Pendant la rencontre France U20 – Espagne U20 au Mondial en Géorgie, le demi d’ouverture Luka Keletaona aurait été victime de propos racistes après un essai espagnol. Il a expliqué la situation en conférence de presse d’après-match.
Après une première période difficile, c’est une victoire finalement sans conteste que se sont octroyé les Bleuets de l’équipe de France moins de 20 ans face à l’Espagne à l’occasion du deuxième match de poule. Malheureusement, ce succès aurait été entaché d’actions et surtout de propos inacceptables. En effet, au cours de la conférence de presse d’après-match, le demi d’ouverture des Bleuets Luka Keletaona a évoqué de lui-même cette partie du match, qui n’a pas sauté aux yeux lors de la diffusion de la rencontre. « En première mi-temps, on est dominés, il n’y a pas de souci. Après, je pense que les propos racistes, ça n’a pas lieu d’être sur un terrain, que ce soit dans n’importe quel sport. Là, ça arrive aujourd’hui face à nous. Personnellement, il ne faut pas que ça passe à côté. On en parlera dans le vestiaire. »
Il n’a pas entendu l’intégralité des propos
Mais alors, que s’est-il passé exactement ? « Quand on prend l’essai en première mi-temps, ils marquent sur le maul, ils nous sautent dessus. J’étais là pour ramener les mecs sous les poteaux, pour faire une bulle, comme on fait assez régulièrement, quand on prend des points. Et les Espagnols passent devant nous et c’est là qu’ont eu lieu les propos racistes. Il a joué en France donc il a parlé français. »

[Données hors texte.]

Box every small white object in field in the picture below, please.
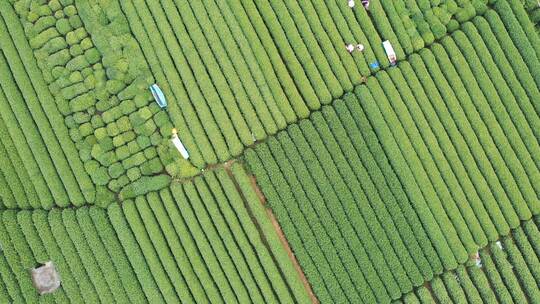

Après coup, l’équipe de France moins de 20 ans a rapporté que « Kele » aurait entendu : « Casse-toi avec ta tête de Chinois et tes yeux… ». Des propos incomplets qu’aurait proférés Mateo Aragon, « le numéro 23 », ailier espoir de l’UBB, toujours selon l’ancien Briviste, qui n’a pas entendu la suite car il « était parti chercher Lucas Andjisseramatchi (le capitaine) pour parler à l’arbitre ».
Après cette triste confession de Luka Keletaona, ses partenaires de sélection ont tenu à lui apporter leur soutien. « On est allés le voir dans le vestiaire, confie l’homme du match Hugo Avogadro. On lui dit d’essayer de passer à autre chose et de rester concentré dans son match, même si c’était difficile pour lui. C’est ce qu’il a essayé de faire et plutôt bien fait. » Le pilier Matéo Frisach espère maintenant que les instances prendront l’affaire au sérieux : « Ça dépasse le cadre du sportif, c’est certain, mais maintenant toutes les parties sont au courant : l’arbitre est au courant, nous de notre côté, le staff l’est aussi. Après, ils vont certainement prendre les décisions. Maintenant, c’est dans les mains de World Rugby ».